At the same time, by broadening the legal meaning of “speech,” the Court eventually provided a platform for organized women, young people, and Black people, alongside journalists, media outlets, and other organizations, to assert new claims to expressive “freedoms” through litigation catalyzed by opposition to the Vietnam War and support for Civil Rights struggles. The Court also set the stage for what, by the 1970s, would become a philosophical departure from classical, liberal, and humanist conceptions of “speech” (123).
In the 1970s, a conservative backlash against 1960s counterculture combined with pro-business, anti-communist sentiment to push questions of “commercial speech” to the fore (142). After the Watergate scandal, Congress sought to reform campaign law by amending the Federal Election Campaign Act in 1974, creating the Federal Election Commission to further regulate campaign spending. The next year, an array of political figures and organizations challenged the amended law, and in the 1976 Buckley v. Valeo decision, the Supreme Court determined that campaign donations constituted an essential part of political speech rather than “conduct”: “The decision ruled that monetary expenditures were a necessary part of political speech (needed in order to secure a medium for that speech, whether that be a physical hall or broadcast airtime), and thus, that restricting campaign expenditures was a restriction on political ideas” (124). In another ruling that same year, Virginia State Board of Pharmacy v. Virginia Citizens Consumer Council, the Court examined “commercial speech” in the form of a local pharmacy’s print ad listing prescription drug prices (143), and in its ruling equated “speech” with the “dissemination of information” as “indispensable to the proper allocation of resources in a free market system.”
Towards the close of the decade, in 1978, local drug prices were compared to corporate political advocacy, marking the moment when “speech” was “captured by business interests” (150). In First National Bank of Boston v.

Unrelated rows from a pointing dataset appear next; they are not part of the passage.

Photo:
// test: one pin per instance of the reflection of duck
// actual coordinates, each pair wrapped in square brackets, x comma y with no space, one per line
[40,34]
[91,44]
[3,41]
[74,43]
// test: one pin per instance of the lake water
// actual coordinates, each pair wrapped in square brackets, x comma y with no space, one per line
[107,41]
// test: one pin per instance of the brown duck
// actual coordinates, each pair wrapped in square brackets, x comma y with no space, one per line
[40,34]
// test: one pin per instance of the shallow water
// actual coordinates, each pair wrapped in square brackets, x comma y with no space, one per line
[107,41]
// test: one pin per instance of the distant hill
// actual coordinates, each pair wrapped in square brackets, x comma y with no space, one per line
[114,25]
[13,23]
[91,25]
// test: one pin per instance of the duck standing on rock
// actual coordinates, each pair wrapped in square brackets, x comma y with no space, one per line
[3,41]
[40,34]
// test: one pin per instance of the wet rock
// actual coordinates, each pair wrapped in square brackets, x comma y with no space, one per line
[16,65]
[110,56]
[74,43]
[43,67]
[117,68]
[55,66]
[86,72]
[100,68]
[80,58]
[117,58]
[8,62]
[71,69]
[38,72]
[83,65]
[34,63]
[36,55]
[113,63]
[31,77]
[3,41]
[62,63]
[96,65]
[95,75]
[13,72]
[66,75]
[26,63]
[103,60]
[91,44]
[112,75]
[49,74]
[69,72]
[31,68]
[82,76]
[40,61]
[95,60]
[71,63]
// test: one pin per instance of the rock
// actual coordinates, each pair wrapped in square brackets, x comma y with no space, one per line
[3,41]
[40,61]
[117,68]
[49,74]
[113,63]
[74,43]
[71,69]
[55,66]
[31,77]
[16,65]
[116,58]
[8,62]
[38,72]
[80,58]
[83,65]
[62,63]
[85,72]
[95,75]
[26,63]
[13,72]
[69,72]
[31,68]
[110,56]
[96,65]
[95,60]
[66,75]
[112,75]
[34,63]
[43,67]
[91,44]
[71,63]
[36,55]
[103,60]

Bellotti, the Court held that “the First Amendment goes beyond protection of the press and the self-expression of individuals to prohibit government from limiting the stock of information from which members of the public may draw.” The Court reasoned that corporate spending on political advocacy served the public good by increasing the amount of information available to the public (155).
As “speech” became “information,” a political free market ideology became a proxy for “freedom.” According to the new theory, any increase in the quantity of “speech” intrinsically furthered the public good, importing advocacy for the corporate “free market system” into the machinery of contemporary legal reasoning (153). Petersen’s “genealogy” traces the Court’s drift away from liberal humanist or civil libertarian concerns with “speech” and towards a neoliberal, “post-humanist” perspective.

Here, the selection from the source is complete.